DevJobs

Senior Software Engineer - CUDA

Overview
Skills
  • C++ C++ ꞏ 5y
  • Python Python
  • Docker Docker
  • CUDA
  • Embedded Linux
  • GPU-accelerated services
  • NVIDIA Jetson
  • NVIDIA Nsight
  • ONNX Runtime
  • ROS2
  • TensorRT
  • Triton

Mentee Robotics is redefining humanoid automation with an AI-first approach. We integrate cutting-edge perception, reasoning, and dexterous manipulation into a fully autonomous humanoid robot that continuously adapts and learns. Our flagship product, Menteebot v3, is designed to perform complex tasks with human-like adaptability across industrial, logistics, and retail environments.

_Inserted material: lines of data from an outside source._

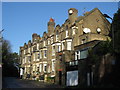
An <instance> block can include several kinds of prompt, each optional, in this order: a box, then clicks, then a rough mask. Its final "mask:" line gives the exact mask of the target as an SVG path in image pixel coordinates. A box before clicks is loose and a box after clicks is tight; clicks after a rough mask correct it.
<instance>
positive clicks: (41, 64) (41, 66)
mask: <svg viewBox="0 0 120 90" xmlns="http://www.w3.org/2000/svg"><path fill="white" fill-rule="evenodd" d="M39 71H40V72H42V64H40V67H39Z"/></svg>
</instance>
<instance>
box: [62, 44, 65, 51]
mask: <svg viewBox="0 0 120 90" xmlns="http://www.w3.org/2000/svg"><path fill="white" fill-rule="evenodd" d="M64 49H65V42H62V50H64Z"/></svg>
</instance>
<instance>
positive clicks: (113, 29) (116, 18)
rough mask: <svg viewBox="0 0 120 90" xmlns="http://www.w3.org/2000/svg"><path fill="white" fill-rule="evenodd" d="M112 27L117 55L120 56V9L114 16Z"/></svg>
mask: <svg viewBox="0 0 120 90" xmlns="http://www.w3.org/2000/svg"><path fill="white" fill-rule="evenodd" d="M112 26H113V29H112V30H114V31H113V34H114V38H113V40H114V50H115V53H117V54H120V41H119V40H120V9H118V11H117V12H116V13H115V14H114V17H113V22H112ZM113 40H112V41H113Z"/></svg>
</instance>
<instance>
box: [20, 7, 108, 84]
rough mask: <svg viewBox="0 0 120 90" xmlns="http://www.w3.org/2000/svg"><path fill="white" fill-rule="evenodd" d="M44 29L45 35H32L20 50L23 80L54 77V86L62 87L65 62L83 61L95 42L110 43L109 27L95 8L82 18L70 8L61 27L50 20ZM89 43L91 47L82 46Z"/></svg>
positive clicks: (102, 17)
mask: <svg viewBox="0 0 120 90" xmlns="http://www.w3.org/2000/svg"><path fill="white" fill-rule="evenodd" d="M47 26H48V31H47V32H44V33H43V35H42V37H40V36H39V35H37V34H36V33H34V34H33V35H32V41H31V40H29V41H28V43H27V44H26V43H24V46H22V47H20V64H21V67H22V68H23V69H24V75H23V76H24V77H23V78H24V79H26V78H27V75H28V74H29V75H30V76H29V78H30V79H33V77H34V76H35V77H36V78H35V79H37V76H38V75H39V76H47V77H55V82H56V83H59V84H63V85H65V83H66V81H65V80H66V74H65V73H66V62H71V61H75V60H77V59H82V58H86V57H87V52H86V51H85V50H87V49H86V48H88V47H90V46H93V45H95V44H96V41H106V40H108V39H110V38H109V36H108V34H109V30H110V23H109V21H108V20H107V19H106V18H105V17H104V15H103V14H102V13H101V12H100V10H99V9H98V8H94V9H93V10H91V11H89V12H86V13H84V15H83V16H78V10H77V9H75V8H70V9H69V10H68V19H66V20H65V22H64V24H62V25H61V26H60V25H55V22H54V20H53V19H52V18H50V20H49V22H48V24H47ZM95 40H96V41H95ZM94 41H95V42H94ZM91 42H92V45H91V44H87V45H86V43H91ZM78 47H80V48H78ZM71 64H72V63H71ZM76 64H78V63H77V62H76ZM61 76H62V77H61ZM62 80H63V81H62Z"/></svg>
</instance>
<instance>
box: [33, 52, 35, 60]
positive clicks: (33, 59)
mask: <svg viewBox="0 0 120 90" xmlns="http://www.w3.org/2000/svg"><path fill="white" fill-rule="evenodd" d="M33 61H35V53H34V54H33Z"/></svg>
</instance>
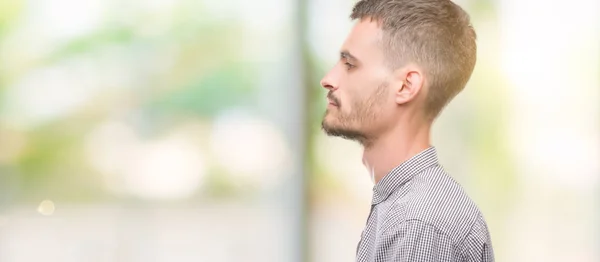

We are looking for a Senior Software Engineer to join our software team. In this role, you will be responsible for the high-performance software layer that bridges advanced AI models with physical robotic execution. Your work will focus on designing and implementing the core services responsible for real-time edge AI inference, ensuring that our systems process sensor data and execute commands with minimal latency and maximum reliability.



What You Will Do

  • Design & Optimize: Develop production-grade software in C++ and Python, specifically tailored for real-time inference and low-latency execution.
  • Edge AI Orchestration: Build and maintain the services that deploy and run neural networks directly on the robot’s edge hardware.
  • Sensor Integration: Develop robust pipelines to process high-frequency sensor data streams for real-time robotic perception.
  • Architect for Reliability: Create modular, well-architected components that ensure the robot remains stable and maintainable in complex, dynamic environments.
  • Cross-Functional Collaboration: Partner with AI researchers and hardware engineers to deploy and accelerate deep learning models on the edge.


Requirements:

  • 5+ years of Software Engineering experience, with a strict focus on modern C++.
  • Proven, hands-on expertise in writing, profiling, and optimizing CUDA code for high-performance edge computing.
  • Deep understanding of modern C++ standards, memory management, concurrency, and parallelism. Extensive knowledge of Python is also a strict requirement.
  • Deep knowledge of developing, debugging, and profiling within embedded Linux environments.
  • Experience building highly reliable, production-grade software.


Advantages:

  • Familiarity with inference frameworks like Triton, TensorRT, or ONNX Runtime.
  • Experience with using NVIDIA Nsight to deeply analyze performance and pinpoint execution bottlenecks.
  • Practical experience with the ROS2 ecosystem.
  • Expertise in GPU-accelerated services and zero-copy mechanisms to minimize data transfer overhead.
  • Experience with NVIDIA Jetson or similar embedded edge compute modules.
  • Experience with containerization (Docker) tailored for embedded environments.